17.03.2005

Good-bye Deutschland

Nach einer Studie für das manager magazin sieht mehr als die Hälfte der jungen Hochschul-Elite in Deutschland keine berufliche Zukunft.


 

Nach einer Studie für das manager magazin sieht mehr als die Hälfte der jungen Hochschul-Elite in Deutschland keine berufliche Zukunft.

Berlin (dpa) - Deutschlands künftige Akademiker könnten der Traum einer jeden Personalabteilung sein: Sie sind pragmatisch, realistisch, leistungsbereit und verantwortungsbewusst. Die Sache hat nur einen Haken: Mehr als die Hälfte der jungen Hochschul-Elite sieht in Deutschland keine berufliche Zukunft. Nach einer Studie für das «manager magazin» würden 56 Prozent der Studenten, die heute kurz vor ihrem Abschluss stehen, für einen sicheren Arbeitsplatz ins Ausland gehen. «Generation Good-bye» hat die Zeitschrift die heutigen 20- bis 29-Jährigen deshalb getauft.

Die neuen Jung-Akademiker ticken laut der Studie anders als die Hochschul-Absolventen der 80er und 90er Jahre. Konsum und Genuss sind out. Mit Wünschen nach sicheren Jobs und Familie geben sich die heutigen Mittzwanziger eher wertkonservativ. Ein Grund mag sein, dass sie in einer wirtschaftlichen Krisenstimmung erwachsen wurden. Viele haben den Taumel der New Economy beobachtet. Oder sie sahen die vielen coolen und hippen Kreativen, die beispielsweise mit hochfliegenden Business-Plänen für neue Internet-Portale kläglich an den Realitäten des Marktes scheiterten.

Ernüchtert sei diese «Generation 05», heißt es in der Auswertung der Umfrage, die am Mittwoch in Berlin präsentiert wurde. Arbeitslosigkeit, Bildungsmisere und sogar die drohende Überalterung Deutschlands stehen bei ihren Zukunftssorgen ganz oben. Auf den hinteren Plätzen rangieren dagegen das Bangen um die Umwelt oder Angst vor Kriegen. «In erster Linie geht es dieser Generation um das Managen des eigenen Lebens», resümiert Henrik Müller vom «manager magazin».

Der Präsident des Hamburger Weltwirtschaftsarchivs (HWWA), Thomas Straubhaar, fühlt sich bei der Analyse der Studie, die in Zusammenarbeit mit der Unternehmensberatung McKinsey erstellt wurde, gar an die DDR erinnert. «Da ist eine junge Generation, die abhaut», sagt er. «Diejenigen, die bleiben, werden auf Dauer nicht die Lasten des Systems tragen können.» Dass mehr als die Hälfte der künftigen Akademiker Deutschland den Rücken kehren würde, wertet er als Alarmsignal.
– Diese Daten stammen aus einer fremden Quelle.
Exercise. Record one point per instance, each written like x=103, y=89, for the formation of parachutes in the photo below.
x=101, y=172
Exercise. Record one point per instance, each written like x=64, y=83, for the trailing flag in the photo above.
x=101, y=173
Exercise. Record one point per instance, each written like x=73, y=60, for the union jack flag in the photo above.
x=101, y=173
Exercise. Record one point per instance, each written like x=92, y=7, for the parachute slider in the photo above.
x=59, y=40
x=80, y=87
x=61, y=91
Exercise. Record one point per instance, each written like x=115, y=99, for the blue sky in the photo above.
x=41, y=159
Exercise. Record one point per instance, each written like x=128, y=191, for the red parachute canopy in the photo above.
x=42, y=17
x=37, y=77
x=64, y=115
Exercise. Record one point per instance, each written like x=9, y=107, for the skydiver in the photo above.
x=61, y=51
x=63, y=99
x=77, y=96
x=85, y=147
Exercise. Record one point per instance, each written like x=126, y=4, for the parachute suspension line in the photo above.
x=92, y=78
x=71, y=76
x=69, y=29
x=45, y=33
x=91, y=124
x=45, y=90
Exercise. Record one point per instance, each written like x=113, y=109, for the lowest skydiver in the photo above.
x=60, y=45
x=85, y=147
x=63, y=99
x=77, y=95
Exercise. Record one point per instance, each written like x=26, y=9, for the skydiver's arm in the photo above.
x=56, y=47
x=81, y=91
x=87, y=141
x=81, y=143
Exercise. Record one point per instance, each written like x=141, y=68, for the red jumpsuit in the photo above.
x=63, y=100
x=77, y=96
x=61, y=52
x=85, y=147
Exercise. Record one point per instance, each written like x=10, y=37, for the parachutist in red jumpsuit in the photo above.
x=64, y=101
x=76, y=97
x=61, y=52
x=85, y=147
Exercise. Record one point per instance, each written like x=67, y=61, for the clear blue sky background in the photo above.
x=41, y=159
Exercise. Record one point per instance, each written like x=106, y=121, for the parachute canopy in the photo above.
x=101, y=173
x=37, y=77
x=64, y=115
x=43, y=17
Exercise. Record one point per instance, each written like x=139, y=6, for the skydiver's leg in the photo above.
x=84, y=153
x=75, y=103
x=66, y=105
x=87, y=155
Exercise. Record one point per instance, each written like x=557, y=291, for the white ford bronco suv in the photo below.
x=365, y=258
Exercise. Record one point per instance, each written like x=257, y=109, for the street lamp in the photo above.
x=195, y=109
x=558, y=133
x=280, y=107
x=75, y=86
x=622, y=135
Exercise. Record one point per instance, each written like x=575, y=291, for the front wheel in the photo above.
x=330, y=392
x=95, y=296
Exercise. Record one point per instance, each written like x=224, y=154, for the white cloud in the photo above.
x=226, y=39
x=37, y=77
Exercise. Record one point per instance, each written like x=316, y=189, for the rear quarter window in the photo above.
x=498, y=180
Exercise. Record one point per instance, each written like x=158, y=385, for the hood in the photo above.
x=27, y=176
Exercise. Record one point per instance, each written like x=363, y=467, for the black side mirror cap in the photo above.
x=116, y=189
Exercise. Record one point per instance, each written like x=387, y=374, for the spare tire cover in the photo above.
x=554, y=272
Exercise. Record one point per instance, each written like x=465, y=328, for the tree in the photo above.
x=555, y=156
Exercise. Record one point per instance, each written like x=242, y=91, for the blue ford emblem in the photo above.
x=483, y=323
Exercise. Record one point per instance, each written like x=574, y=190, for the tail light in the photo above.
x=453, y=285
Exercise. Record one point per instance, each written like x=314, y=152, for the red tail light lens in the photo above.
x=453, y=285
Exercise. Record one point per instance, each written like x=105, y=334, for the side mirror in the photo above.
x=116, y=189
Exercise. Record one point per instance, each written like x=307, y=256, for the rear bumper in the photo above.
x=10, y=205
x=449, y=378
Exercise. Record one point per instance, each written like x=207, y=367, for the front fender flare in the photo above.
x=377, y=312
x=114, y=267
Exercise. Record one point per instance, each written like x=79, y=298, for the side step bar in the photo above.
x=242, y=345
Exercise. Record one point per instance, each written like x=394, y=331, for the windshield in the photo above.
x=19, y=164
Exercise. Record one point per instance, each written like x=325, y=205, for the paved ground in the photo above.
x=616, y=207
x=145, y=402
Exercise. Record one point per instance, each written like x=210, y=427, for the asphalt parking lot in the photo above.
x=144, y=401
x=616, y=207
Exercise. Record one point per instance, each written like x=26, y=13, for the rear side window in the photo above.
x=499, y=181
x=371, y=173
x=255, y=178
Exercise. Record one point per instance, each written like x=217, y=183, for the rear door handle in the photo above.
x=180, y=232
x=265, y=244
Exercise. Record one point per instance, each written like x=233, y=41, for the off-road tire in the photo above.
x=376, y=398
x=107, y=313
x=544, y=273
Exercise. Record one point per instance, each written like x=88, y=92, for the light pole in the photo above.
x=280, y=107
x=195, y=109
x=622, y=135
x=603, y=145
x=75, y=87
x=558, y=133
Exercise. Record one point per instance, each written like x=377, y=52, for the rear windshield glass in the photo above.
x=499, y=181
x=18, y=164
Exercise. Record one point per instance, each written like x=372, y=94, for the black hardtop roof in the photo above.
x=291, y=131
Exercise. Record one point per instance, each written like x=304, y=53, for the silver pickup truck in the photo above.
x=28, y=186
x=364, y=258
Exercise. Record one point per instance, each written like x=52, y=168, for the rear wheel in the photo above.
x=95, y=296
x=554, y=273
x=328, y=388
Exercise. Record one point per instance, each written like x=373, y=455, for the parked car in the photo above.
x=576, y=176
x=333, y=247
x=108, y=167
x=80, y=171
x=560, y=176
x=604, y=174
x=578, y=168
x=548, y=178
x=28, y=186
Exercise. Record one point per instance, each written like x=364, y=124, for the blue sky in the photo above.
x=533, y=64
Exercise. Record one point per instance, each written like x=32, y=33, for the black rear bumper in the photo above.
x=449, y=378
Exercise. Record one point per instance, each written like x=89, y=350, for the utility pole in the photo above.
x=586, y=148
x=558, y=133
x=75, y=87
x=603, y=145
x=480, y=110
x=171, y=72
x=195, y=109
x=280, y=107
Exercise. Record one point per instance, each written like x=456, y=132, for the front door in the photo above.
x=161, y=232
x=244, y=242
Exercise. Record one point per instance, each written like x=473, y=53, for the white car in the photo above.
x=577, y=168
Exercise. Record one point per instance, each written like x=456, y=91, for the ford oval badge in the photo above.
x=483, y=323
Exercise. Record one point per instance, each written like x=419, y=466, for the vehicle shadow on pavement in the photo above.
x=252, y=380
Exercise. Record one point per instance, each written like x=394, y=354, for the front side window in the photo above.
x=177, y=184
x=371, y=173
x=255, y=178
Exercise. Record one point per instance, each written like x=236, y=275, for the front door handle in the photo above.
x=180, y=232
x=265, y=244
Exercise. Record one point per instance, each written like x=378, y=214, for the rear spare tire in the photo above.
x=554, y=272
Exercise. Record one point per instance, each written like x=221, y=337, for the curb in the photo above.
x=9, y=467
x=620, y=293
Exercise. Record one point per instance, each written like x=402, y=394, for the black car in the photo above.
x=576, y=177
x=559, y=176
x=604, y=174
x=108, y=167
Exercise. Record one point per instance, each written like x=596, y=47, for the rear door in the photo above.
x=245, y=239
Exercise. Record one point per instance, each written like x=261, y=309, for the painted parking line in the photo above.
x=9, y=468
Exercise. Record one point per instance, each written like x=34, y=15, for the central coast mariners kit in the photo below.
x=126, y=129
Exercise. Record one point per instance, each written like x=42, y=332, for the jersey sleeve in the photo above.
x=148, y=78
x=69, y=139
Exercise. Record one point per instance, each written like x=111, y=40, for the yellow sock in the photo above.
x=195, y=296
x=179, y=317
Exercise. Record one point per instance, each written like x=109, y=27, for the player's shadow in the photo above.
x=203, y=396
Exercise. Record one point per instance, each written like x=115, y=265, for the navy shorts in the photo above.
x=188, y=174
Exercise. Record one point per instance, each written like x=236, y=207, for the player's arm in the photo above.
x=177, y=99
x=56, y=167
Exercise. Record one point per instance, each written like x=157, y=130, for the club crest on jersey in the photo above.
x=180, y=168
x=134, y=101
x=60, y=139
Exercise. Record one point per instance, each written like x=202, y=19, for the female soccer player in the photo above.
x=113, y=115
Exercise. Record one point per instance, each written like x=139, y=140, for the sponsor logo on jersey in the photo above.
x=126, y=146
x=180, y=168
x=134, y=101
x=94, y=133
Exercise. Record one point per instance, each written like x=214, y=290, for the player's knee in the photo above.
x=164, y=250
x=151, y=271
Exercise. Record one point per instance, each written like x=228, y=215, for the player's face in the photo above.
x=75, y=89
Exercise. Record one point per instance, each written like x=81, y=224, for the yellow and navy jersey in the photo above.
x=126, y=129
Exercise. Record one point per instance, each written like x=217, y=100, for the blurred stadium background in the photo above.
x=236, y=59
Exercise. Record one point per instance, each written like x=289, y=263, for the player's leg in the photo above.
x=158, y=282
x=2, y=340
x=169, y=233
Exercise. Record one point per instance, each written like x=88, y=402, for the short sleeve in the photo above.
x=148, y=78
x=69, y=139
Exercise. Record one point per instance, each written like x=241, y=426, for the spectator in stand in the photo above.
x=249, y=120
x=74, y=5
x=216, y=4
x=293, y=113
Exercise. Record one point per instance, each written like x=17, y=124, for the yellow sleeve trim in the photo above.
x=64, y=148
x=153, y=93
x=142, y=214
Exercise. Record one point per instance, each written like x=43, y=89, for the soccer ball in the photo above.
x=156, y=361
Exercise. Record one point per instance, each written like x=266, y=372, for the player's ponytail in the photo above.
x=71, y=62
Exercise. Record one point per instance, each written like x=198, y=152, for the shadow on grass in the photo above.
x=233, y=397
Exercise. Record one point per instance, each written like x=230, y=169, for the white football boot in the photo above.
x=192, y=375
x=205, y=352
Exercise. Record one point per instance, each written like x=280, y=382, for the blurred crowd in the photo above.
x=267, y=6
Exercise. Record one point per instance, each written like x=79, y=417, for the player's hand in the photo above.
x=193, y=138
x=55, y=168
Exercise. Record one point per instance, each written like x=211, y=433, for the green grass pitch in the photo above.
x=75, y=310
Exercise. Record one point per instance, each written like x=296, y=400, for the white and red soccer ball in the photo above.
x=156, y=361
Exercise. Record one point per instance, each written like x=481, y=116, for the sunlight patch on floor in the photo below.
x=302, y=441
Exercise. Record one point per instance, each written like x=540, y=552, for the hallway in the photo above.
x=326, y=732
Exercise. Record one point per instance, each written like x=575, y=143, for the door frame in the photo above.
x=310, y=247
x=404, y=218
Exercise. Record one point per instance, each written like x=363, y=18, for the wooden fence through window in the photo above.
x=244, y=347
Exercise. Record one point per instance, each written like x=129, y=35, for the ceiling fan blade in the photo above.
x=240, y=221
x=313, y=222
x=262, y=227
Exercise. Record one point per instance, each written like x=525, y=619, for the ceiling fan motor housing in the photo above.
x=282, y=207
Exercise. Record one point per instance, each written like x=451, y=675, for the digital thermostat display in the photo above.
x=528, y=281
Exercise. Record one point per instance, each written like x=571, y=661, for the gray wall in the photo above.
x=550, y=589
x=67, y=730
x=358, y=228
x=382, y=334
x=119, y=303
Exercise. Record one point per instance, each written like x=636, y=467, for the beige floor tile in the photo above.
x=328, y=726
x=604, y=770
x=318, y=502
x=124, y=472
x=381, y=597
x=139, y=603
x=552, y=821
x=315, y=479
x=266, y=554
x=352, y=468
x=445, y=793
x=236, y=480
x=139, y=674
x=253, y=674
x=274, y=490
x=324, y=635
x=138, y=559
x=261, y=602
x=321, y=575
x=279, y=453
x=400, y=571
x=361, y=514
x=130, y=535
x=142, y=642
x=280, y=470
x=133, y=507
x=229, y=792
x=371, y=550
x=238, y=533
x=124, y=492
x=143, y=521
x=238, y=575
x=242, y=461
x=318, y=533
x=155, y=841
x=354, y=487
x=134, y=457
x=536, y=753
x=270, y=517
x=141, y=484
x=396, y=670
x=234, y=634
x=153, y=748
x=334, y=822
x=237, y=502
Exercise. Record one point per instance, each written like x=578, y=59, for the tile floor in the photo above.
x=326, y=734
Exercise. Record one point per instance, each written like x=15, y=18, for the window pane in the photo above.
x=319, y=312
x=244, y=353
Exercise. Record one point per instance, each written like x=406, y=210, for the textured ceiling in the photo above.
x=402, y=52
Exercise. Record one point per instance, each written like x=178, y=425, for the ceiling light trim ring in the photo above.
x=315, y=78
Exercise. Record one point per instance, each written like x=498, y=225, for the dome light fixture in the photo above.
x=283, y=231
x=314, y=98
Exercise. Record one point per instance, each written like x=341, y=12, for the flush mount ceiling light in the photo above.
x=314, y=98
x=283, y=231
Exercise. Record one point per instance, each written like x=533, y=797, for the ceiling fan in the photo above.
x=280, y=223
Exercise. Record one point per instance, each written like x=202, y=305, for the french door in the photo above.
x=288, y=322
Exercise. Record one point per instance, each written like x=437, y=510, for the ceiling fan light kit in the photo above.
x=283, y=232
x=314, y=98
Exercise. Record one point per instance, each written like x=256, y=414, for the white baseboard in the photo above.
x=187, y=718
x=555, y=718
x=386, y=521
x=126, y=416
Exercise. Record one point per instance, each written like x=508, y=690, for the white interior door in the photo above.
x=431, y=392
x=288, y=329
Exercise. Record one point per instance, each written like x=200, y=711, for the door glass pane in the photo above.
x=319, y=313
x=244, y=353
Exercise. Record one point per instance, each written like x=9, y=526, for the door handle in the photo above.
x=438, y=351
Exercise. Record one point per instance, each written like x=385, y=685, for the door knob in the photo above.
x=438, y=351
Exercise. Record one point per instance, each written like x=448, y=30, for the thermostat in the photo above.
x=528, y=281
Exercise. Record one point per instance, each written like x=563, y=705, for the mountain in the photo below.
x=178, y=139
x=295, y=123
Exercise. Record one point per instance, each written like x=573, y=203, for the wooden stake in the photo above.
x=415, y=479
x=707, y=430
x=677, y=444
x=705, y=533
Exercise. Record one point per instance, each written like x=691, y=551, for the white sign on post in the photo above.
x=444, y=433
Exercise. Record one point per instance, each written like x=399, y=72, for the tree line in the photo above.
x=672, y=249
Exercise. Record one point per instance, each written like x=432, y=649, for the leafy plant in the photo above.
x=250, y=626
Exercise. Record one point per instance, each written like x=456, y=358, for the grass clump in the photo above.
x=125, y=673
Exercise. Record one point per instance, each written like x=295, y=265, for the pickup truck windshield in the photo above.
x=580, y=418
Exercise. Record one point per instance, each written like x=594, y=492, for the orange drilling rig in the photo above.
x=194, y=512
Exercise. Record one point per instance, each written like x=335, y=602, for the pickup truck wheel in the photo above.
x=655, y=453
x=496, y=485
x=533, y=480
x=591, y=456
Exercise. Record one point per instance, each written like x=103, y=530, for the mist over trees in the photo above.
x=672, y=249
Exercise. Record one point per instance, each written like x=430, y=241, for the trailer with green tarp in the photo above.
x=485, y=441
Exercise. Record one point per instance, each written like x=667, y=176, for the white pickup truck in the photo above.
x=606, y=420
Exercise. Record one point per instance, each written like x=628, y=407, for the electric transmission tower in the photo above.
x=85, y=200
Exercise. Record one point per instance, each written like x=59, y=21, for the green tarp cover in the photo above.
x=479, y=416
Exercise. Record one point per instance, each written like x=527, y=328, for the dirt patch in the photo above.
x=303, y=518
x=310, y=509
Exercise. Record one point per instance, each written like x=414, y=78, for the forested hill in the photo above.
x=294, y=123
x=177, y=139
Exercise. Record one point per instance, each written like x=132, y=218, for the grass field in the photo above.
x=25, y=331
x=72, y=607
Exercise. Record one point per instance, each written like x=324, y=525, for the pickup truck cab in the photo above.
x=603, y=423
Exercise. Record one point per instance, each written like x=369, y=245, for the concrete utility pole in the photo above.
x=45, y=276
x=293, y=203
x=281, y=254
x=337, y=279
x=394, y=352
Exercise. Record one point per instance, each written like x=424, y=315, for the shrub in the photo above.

Doch wenn die «Generation Good-bye» ihre besten Chancen in China oder Japan sieht, hält Straubhaar dagegen: «Da ist closed shop für die meisten Europäer.» Es sei auch naiv, in den USA auf die große Zukunft zu hoffen. «Die Konkurrenz ist riesig.»

Das Bleiben in Deutschland sei für viele junge Deutsche effizienter, betont Straubhaar. Dafür sei ein Pakt zwischen Jung und Alt, eine Entlastung von Renten- oder Pflegeversicherung, dringend geboten. Die Studie sei ein Warnsignal an die ältere Generation in Deutschland, aber kein Grund für Torschlusspanik.

Um das große Geld oder eine schnelle Karriere geht es den 1072 Studenten, die vom Institut für Markt-, Politik- und Sozialforschung PSEPHOS für die Studie befragt wurden, nicht mehr. Es mag an positiven Vorbildern fehlen. An den heutigen Managern in Deutschland lassen die Studenten zumindest kaum ein gutes Haar: Sie seien egoistisch, überbezahlt, unqualifiziert, moralisch wenig integer und hingen veralteten Führungsstilen an, heißt es.

Große Visionen für ihr eigenes Leben haben die Jung-Akademiker aber auch nicht. Es soll wohl eher ruhig sein und sicher. Dafür sind viele bereit, etwas zu geben. Die Mehrheit würde - wenn es sein muss - mehr als 40 Stunden in der Woche arbeiten; jeder fünfte geht davon aus, erst mit 70 Jahren in Rente gehen zu können. Rund die Hälfte würde auch in die Selbstständigkeit starten. Damit hat sich die junge Elite von vielen Idealen ihrer Elterngeneration verabschiedet. «Mit diesem Potenzial lässt sich in Deutschland etwas bewegen», glaubt HWWA- Präsident Straubhaar.